Investors are still failing to vote for auditing that ensures a sustainable planet. This is the key finding from Greenpeace’s latest investigation into investor voting at carbon-intensive companies’ 2022 AGMs.
Despite audit firm promises to “align all relevant services and products to achieve net-zero greenhouse gas emissions by 2050 or sooner, scaling and mainstreaming Paris Agreement-alignment into the core of our business” (see https://www.netzeroserviceproviders.com/), the Big Four audit firms continue to sign off accounts that – apart for a few notable exceptions – assume climate change and decarbonisation are immaterial. And yet the climate crisis and the associated global drive towards net zero are reshaping markets, industries and whole economies.
An investor that ignores these profound shifts in the global economic landscape, will likely get caught holding wasting assets.
Investors rely on company accounts to deliver a true and fair view of the economic health of entities – this requires informed forward-looking assumptions that incorporate the real economic impacts of climate change and decarbonisation.
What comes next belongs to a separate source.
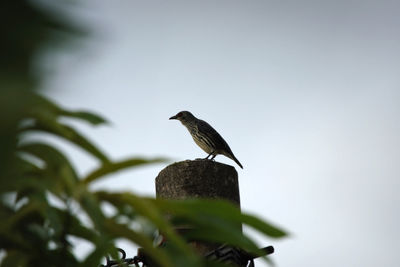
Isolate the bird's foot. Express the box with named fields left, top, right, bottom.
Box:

Head in the sand accounting should be called out by auditors.
And yet, across all the companies reviewed by Greenpeace – accounts failed to properly reflect climate impact and auditors failed to call this out. In almost all cases, shareholders failed to hold either to account.
This has clear echoes of the years preceding the financial crisis – a collective blind spot for risks building up in banks’ balance sheets. This is what the Financial Stability Board is worrying about. It is time for investors to worry too. Above all, it is time for investors to vote against inadequate accounting and audit.